19. The computer equipment of claim 18, further comprising:

obtaining position information, size information and category information of the to-be-detected object, and a predetermined position and a current position of an electronic device; and

determining the updated first rotation angle, the position information, the size information and the category information as an identification result of the to-be-detected object;

obtaining a movement path of the electronic device by performing a path planning based on the identification result, the predetermined position, and the current position; and

controlling, based on the movement path, the electronic device to move until reaching the predetermined position.
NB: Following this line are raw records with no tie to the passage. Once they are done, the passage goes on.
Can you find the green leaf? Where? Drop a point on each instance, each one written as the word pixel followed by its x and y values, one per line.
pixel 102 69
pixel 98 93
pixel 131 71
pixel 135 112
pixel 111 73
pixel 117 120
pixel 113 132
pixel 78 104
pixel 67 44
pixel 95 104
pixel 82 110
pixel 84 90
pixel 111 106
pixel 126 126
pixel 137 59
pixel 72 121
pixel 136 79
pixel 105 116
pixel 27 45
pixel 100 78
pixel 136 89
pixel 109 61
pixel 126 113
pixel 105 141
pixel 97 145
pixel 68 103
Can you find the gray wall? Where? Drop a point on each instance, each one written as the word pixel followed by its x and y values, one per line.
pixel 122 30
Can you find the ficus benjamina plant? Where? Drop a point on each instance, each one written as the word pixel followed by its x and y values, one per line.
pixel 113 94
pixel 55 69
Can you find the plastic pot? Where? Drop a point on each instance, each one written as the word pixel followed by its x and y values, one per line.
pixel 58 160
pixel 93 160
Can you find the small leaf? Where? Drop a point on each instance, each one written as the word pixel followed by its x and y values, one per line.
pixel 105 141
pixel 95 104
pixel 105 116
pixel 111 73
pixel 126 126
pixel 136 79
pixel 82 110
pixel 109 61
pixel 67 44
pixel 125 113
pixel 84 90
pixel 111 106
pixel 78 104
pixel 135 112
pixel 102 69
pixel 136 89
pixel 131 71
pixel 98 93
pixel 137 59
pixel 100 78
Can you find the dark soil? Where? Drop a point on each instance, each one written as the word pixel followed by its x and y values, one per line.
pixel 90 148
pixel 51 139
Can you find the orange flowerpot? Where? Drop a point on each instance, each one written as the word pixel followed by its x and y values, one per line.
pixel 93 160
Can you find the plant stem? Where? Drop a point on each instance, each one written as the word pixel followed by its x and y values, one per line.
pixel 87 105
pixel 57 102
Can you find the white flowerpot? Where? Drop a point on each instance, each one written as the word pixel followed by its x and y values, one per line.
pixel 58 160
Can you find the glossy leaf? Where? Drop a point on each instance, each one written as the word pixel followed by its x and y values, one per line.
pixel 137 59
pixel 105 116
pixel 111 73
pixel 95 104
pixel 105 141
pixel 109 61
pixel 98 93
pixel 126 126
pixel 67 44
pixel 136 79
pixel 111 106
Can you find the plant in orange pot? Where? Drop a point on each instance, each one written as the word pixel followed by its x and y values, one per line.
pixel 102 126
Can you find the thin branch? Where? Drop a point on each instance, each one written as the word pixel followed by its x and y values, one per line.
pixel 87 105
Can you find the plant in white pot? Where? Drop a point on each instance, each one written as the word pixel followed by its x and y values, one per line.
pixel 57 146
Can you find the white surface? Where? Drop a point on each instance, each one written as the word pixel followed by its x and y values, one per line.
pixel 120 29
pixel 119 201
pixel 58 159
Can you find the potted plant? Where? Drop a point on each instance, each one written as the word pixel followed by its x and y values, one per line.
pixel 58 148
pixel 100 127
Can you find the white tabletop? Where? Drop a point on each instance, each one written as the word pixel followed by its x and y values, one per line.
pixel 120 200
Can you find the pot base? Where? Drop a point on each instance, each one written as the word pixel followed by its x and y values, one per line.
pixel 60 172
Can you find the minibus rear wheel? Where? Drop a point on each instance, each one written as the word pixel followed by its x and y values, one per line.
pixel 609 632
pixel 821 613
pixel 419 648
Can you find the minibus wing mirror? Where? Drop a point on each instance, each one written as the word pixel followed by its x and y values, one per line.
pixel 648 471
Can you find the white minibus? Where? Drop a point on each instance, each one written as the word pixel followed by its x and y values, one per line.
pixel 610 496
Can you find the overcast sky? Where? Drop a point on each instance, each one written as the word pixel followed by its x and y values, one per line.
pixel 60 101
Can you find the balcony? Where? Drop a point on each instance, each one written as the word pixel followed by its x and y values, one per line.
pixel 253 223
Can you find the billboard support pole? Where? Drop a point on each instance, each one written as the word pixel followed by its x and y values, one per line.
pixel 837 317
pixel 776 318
20. A non-transitory computer-readable storage medium for storing one or more computer programs, wherein the one or more computer programs comprise:

instructions for instructions for obtaining sensor data to determine a first identification of a to-be-detected object from the sensor data and a first rotation angle of a detection box of the to-be-detected object;

instructions for obtaining a first dictionary, wherein the first dictionary includes a plurality of identifications, a plurality of second rotation angle set each corresponding to each of the second identifications, and the second rotation angle set includes second rotation angles corresponding to different timestamps;

instructions for determining a third rotation angle set corresponding to the first identification based on the second rotation angle sets;

instructions for determining a reference rotation angle corresponding to the first identification based on the third rotation angle set, in response to a number of elements of the third rotation angle set being larger than a first number threshold; and

instructions for obtaining a detection result of the first rotation angle by performing an anomaly detection on the first rotation angle based on the reference rotation angle.